In return for giving the policy, the donor receives a:
- Current tax deduction for the amount of the cash value in the policy;
- Reduction in the size of the donor’s taxable estate (if applicable).
A 60-year-old person owns a policy with a $100,000 death benefit, which has been in force for 15 years and has $15,000 in cash value. When given as a gift, the following occurs:
- The charity will receive $100,000 at the time of the insured person’s death. (Therefore, a small gift of $15,000 will provide a much larger gift of $100,000 to the charity.);
- The charity can utilize the cash value of the policy should the need arise;
- The $15,000 cash value will provide an immediate charitable tax deduction for the gift donor;
- The donor will reduce the size of his or her taxable estate by the amount of the death benefit — $100,000. This would result in reducing the estate taxes owed by up to $55,000, depending on the donor’s estate tax bracket if it is a taxable estate.

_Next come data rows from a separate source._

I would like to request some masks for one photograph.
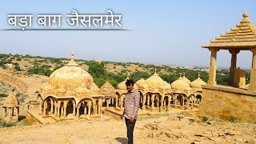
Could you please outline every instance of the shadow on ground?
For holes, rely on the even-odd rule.
[[[126,138],[116,138],[115,140],[122,144],[128,143],[128,140]]]

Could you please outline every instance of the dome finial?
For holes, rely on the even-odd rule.
[[[249,14],[246,12],[246,10],[245,11],[245,14],[242,14],[243,18],[248,18]]]
[[[72,51],[71,59],[70,59],[70,62],[68,64],[66,64],[66,66],[79,66],[74,62],[74,51]]]
[[[72,51],[72,53],[71,53],[71,59],[74,60],[74,51]]]

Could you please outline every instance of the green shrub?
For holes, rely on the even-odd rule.
[[[231,122],[237,122],[238,121],[238,119],[236,117],[231,116],[230,121]]]
[[[12,127],[16,126],[14,122],[0,122],[0,127]]]
[[[22,59],[20,58],[16,58],[16,61],[21,61]]]
[[[8,96],[8,94],[6,94],[0,93],[0,98],[1,97],[7,97],[7,96]]]
[[[206,122],[208,121],[209,118],[208,117],[202,117],[202,122]]]
[[[21,96],[22,94],[20,94],[20,93],[17,93],[16,94],[16,97],[19,97],[19,96]]]

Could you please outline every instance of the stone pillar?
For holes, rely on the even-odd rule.
[[[57,114],[58,114],[58,110],[57,110],[57,107],[58,107],[58,103],[57,102],[55,101],[54,102],[54,116],[57,116]]]
[[[39,107],[40,107],[40,113],[43,113],[43,108],[42,108],[42,102],[40,102],[40,104],[39,104]]]
[[[230,86],[234,86],[234,72],[237,69],[237,54],[240,52],[238,50],[230,50],[230,53],[232,54],[231,57],[231,64],[230,69]]]
[[[62,108],[61,107],[61,106],[62,106],[62,102],[60,102],[60,104],[59,104],[59,107],[58,107],[58,111],[59,111],[59,116],[62,116],[62,113],[63,113],[63,111],[62,111]]]
[[[87,103],[86,105],[86,102],[84,102],[83,106],[84,106],[84,114],[86,115],[87,114]]]
[[[42,114],[46,115],[46,108],[47,108],[47,104],[46,104],[46,102],[43,102],[43,107],[42,107]]]
[[[72,102],[73,104],[73,115],[75,116],[75,103],[74,102]]]
[[[18,107],[16,107],[16,118],[18,118]]]
[[[147,94],[146,98],[147,98],[146,107],[149,108],[150,107],[150,96]]]
[[[64,114],[64,118],[66,117],[66,106],[67,106],[67,103],[66,102],[64,102],[64,105],[63,105],[63,114]]]
[[[61,107],[61,106],[60,106],[60,104],[59,104],[59,105],[58,105],[57,106],[58,106],[58,107],[57,107],[57,116],[58,116],[58,118],[59,118],[59,116],[60,116],[59,113],[60,113],[60,107]]]
[[[10,118],[11,116],[11,107],[9,107],[9,118]]]
[[[78,107],[77,107],[77,115],[76,115],[77,118],[79,118],[79,108],[80,108],[80,106],[81,106],[81,104],[78,105]]]
[[[88,105],[88,115],[90,115],[91,103]]]
[[[217,52],[219,49],[215,48],[210,48],[209,50],[211,52],[210,55],[210,66],[209,70],[209,79],[208,79],[208,85],[209,86],[216,86],[216,58],[217,58]]]
[[[146,95],[143,95],[143,96],[142,96],[142,98],[142,98],[142,99],[143,99],[143,100],[142,100],[142,110],[145,109],[146,97]]]
[[[114,104],[114,107],[117,108],[118,107],[118,98],[115,97],[115,104]]]
[[[110,99],[106,98],[106,108],[109,108],[109,104],[110,104]]]
[[[157,108],[158,108],[159,107],[159,96],[156,95],[155,97],[157,97],[157,99],[156,99],[156,101],[157,101]]]
[[[11,115],[14,115],[14,107],[11,108]]]
[[[120,100],[120,101],[121,101],[121,102],[120,102],[120,110],[121,110],[122,107],[122,102],[123,102],[122,98],[121,98],[121,100]]]
[[[151,98],[150,98],[151,105],[150,105],[150,107],[151,107],[151,108],[152,108],[152,105],[154,105],[153,98],[154,98],[154,95],[152,94],[152,95],[151,95]]]
[[[3,107],[2,109],[2,117],[5,118],[6,116],[6,107]]]
[[[253,52],[253,62],[248,90],[251,91],[256,91],[256,49],[251,49],[250,51]]]
[[[190,97],[186,98],[186,106],[188,107],[190,102]]]
[[[50,99],[50,114],[54,114],[54,101]]]

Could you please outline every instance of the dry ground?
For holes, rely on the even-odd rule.
[[[0,128],[0,143],[126,143],[124,121],[105,116],[91,121],[60,121],[45,126]],[[202,122],[181,110],[139,115],[134,143],[256,143],[256,124]]]

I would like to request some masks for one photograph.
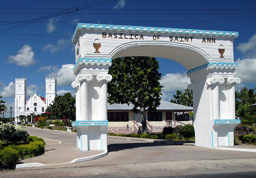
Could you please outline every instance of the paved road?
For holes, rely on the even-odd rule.
[[[75,144],[75,133],[28,131],[31,135]],[[0,177],[250,177],[255,173],[250,172],[256,171],[256,153],[111,139],[108,145],[108,154],[97,160],[4,171]]]

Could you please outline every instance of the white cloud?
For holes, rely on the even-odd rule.
[[[119,0],[113,9],[122,9],[125,5],[125,0]]]
[[[235,76],[240,78],[242,82],[256,83],[256,59],[239,58],[236,62],[238,63],[238,67]]]
[[[46,45],[43,47],[42,50],[44,51],[50,51],[53,54],[59,51],[66,49],[71,44],[71,43],[67,39],[61,39],[57,41],[56,45]]]
[[[256,34],[253,35],[248,42],[239,44],[236,48],[246,57],[256,59]]]
[[[167,74],[160,80],[160,83],[164,88],[162,92],[162,100],[169,101],[172,98],[172,94],[176,90],[183,91],[188,87],[191,83],[189,78],[187,74],[176,73]]]
[[[54,18],[52,18],[50,20],[49,22],[47,23],[46,26],[46,30],[48,33],[51,33],[53,32],[56,29],[56,26],[52,22],[54,20]]]
[[[57,73],[57,84],[60,86],[71,86],[75,80],[76,76],[73,74],[74,64],[62,65]]]
[[[57,65],[55,66],[50,65],[48,66],[42,66],[38,68],[37,72],[55,71],[58,70],[58,67]]]
[[[72,95],[75,95],[75,90],[66,90],[65,89],[61,89],[57,91],[57,95],[63,95],[65,93],[70,93]]]
[[[9,56],[8,59],[10,62],[26,67],[35,64],[37,62],[34,59],[34,56],[35,53],[32,51],[32,47],[26,44],[19,50],[17,55]]]
[[[5,98],[13,98],[15,97],[15,83],[11,82],[7,86],[3,89],[2,91],[3,97]]]

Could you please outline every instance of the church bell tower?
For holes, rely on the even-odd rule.
[[[56,76],[45,78],[45,104],[48,107],[50,104],[52,104],[52,101],[57,95],[57,79]]]
[[[27,78],[25,77],[15,79],[15,115],[26,110]]]

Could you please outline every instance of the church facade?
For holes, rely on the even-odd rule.
[[[15,121],[21,122],[19,118],[21,115],[36,115],[44,112],[50,104],[52,104],[57,95],[57,79],[55,77],[45,78],[45,97],[35,93],[28,98],[27,96],[27,78],[25,77],[15,79]]]

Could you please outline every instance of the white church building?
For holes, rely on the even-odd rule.
[[[36,94],[27,96],[27,78],[24,77],[15,79],[15,121],[21,122],[18,118],[21,115],[30,116],[34,113],[36,115],[45,112],[45,110],[57,95],[57,79],[56,76],[45,78],[45,97]]]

Another way to give life insurance as a gift is to donate only the death benefit of the policy. In this case, the insured or owner of the policy would give the death benefit to the charity by designating it as the beneficiary of the policy. The donor would retain ownership and control of the policy while still giving a gift to charity at death. This would keep the death benefit out of the policy owner’s estate but still allow him or her to retain the use of the policy’s cash value while he or she is still alive.
NOTE: The information contained herein is for explanatory purposes only and is not intended to be used as tax advice. It is recommended that you contact a professional tax advisor who can provide you with additional information on how your participation in the above program may affect your personal tax situation.